I remember buzz here at eWEEK Labs some time ago about user authentication based on keystroke cadence. It sounded cool but didnt seem to take off.
That may soon change.
In March, I spoke with Jared Pfost, a vice president at BioPassword. It turns out that the company that became BioPassword purchased the rights to keystroke biometric technology held by the SRI (Stanford Research Institute) International.
BioPassword is putting that technology into action with its new BioPassword Enterprise Edition 3.0, with optional knowledge-based authentication factors, integration with Citrix Systems Citrix Access Gateway Advanced Edition, and Microsoft OWA (Outlook Web Access) and Windows XP embedded thin clients.

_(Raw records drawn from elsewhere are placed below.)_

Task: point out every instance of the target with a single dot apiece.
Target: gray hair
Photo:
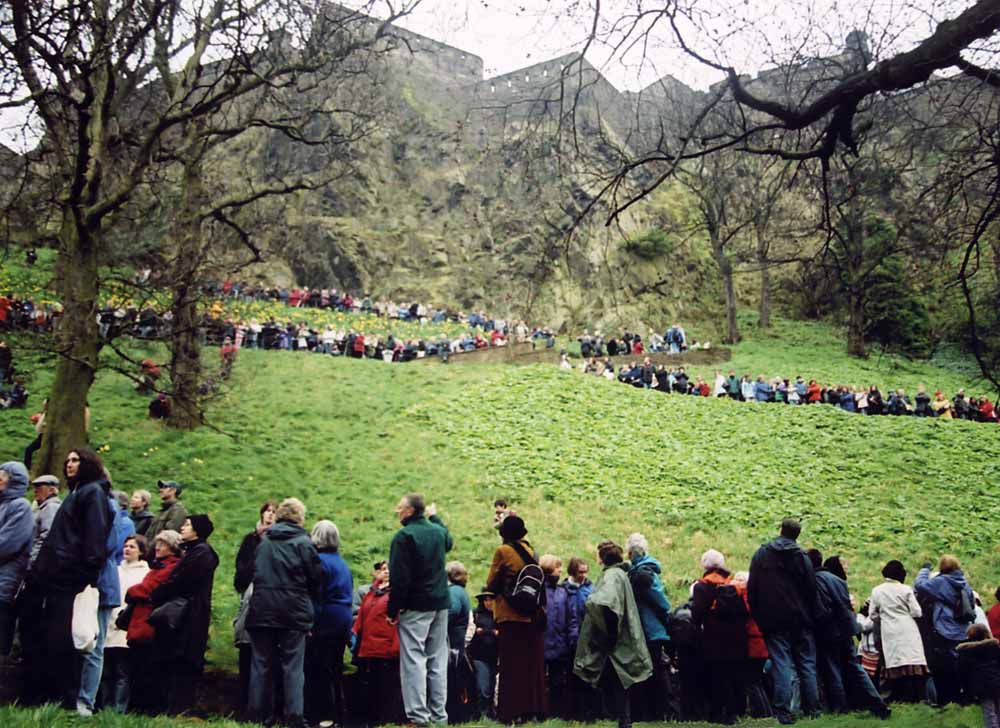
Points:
(713, 559)
(326, 536)
(457, 573)
(122, 497)
(169, 538)
(637, 545)
(291, 509)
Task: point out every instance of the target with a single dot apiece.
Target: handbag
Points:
(169, 615)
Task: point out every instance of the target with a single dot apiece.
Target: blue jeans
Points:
(93, 661)
(844, 676)
(793, 653)
(282, 651)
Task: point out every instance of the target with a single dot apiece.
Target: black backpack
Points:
(683, 631)
(528, 593)
(729, 605)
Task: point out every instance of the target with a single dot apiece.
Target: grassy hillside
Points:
(582, 458)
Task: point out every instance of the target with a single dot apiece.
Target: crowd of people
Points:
(868, 401)
(110, 605)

What I like about keystroke authentication as a biometric factor is that it uses something that is already built in to every users PC: a keyboard. This eliminates the need to, for example, retrofit field-deployed PCs with a fingerprint reader—ditto for laptops—because the keyboard is already deployed.
The other thing I like about keystroke authentication is that its cool: A client is installed on a users system, which is then chained to the Microsoft Windows GINA (Graphical Identification and Authentication) library to measure keystroke behaviors such as key-down and key-up duration. All this information gets turned into a score based on previously measured metrics to determine if the user who entered a correct user name and password is really the user who enrolled in the system.
What has concerned me about keystroke authentication in the past is the training time it takes and the long sentences that need to be typed for authentication. BioPassword seems to have overcome these concerns.
Training time consists of entering a typed sample at least nine times. The kicker is that the typed sample is the user name and password, the total character count for which can be as short as 12.
If I get the time to test this product, Im going to look into the ability of a 12-character sample—for example, a five-character user name and a seven-character password—to generate a sufficiently strong authentication credential.
With no need to hand out physical tokens and using software to turn keyboards and typing habits into a biometric factor—not to mention its low cost of $19 per user per year for the Enterprise Edition—user authentication based on keystroke cadence may be coming to a PC near you.